Nor will it be amiss to remark, that as a lively imagination very often degenerates into madness or folly, and bears it a great resemblance in its operations; so they influence the judgment after the same manner, and produce belief from the very same principles. When the imagination, from any extraordinary ferment of the blood and spirits, acquires such a vivacity as disorders all its powers and faculties, there is no means of distinguishing betwixt truth and falshood; but every loose fiction or idea, having the same influence as the impressions of the memory, or the conclusions of the judgment, is receiv'd on the same footing, and operates with equal force on the passions. A present impression and a customary transition are now no longer necessary to inliven our ideas. Every chimera of the brain is as vivid and intense as any of those inferences, which we formerly dignify'd with the name of conclusions concerning matters of fact, and sometimes as the present impressions of the senses.
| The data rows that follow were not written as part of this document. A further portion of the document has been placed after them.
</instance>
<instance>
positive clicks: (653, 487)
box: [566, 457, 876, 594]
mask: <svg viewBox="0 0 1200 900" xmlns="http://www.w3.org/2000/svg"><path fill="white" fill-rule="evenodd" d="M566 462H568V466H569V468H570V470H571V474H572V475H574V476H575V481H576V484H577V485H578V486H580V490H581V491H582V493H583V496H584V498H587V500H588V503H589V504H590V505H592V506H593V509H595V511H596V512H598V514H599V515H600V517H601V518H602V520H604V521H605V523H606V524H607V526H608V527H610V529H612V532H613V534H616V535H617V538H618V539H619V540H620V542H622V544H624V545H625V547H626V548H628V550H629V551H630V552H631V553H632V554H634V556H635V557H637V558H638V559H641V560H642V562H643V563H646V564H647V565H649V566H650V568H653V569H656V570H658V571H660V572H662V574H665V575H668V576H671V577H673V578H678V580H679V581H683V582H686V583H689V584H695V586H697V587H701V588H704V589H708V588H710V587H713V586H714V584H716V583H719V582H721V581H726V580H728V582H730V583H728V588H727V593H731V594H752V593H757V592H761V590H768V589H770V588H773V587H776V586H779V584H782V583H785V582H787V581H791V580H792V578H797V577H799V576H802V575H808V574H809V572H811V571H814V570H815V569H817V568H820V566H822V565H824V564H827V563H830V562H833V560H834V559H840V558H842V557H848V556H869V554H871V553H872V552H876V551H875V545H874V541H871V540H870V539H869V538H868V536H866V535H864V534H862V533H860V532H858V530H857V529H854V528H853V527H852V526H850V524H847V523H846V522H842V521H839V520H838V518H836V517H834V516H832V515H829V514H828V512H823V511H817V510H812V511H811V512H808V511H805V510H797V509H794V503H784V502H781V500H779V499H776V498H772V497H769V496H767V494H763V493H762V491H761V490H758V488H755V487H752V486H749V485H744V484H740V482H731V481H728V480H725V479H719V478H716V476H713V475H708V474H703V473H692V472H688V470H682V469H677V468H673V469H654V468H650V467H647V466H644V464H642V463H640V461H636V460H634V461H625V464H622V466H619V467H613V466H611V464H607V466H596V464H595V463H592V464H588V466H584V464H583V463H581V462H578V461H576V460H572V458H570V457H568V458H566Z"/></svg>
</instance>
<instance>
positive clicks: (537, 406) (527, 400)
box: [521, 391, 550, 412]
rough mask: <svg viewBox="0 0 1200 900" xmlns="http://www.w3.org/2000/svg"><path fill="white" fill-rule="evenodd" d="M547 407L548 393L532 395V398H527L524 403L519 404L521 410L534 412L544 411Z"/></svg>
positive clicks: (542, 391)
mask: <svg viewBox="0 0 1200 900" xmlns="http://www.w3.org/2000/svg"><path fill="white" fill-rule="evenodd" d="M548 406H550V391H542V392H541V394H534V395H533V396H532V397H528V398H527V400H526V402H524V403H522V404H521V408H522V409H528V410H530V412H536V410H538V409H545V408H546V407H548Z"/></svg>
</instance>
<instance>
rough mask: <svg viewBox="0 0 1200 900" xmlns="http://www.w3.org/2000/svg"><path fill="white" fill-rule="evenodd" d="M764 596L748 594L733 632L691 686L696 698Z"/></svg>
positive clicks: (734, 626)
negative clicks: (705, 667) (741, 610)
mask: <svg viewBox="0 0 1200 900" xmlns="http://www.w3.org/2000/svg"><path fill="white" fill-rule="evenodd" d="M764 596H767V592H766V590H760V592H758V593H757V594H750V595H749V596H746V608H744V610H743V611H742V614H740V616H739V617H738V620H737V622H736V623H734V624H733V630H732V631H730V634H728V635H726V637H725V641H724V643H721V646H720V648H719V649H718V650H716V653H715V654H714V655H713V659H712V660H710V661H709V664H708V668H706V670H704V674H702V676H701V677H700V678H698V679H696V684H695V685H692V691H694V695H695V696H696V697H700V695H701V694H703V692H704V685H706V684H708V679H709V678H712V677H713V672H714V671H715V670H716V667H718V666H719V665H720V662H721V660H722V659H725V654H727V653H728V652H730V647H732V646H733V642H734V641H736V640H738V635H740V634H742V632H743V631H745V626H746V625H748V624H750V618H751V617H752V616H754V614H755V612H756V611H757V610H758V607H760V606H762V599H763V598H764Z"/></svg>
We may observe the same effect of poetry in a lesser degree; only with this difference, that the least reflection dissipates the illusions of poetry, and places the objects in their proper light. 'Tis however certain, that in the warmth of a poetical enthusiasm, a poet has a counterfeit belief, and even a kind of vision of his objects: And if there be any shadow of argument to support this belief; nothing contributes more to his full conviction than a blaze of poetical figures and images, which have their effect upon the poet himself, as well as upon his readers.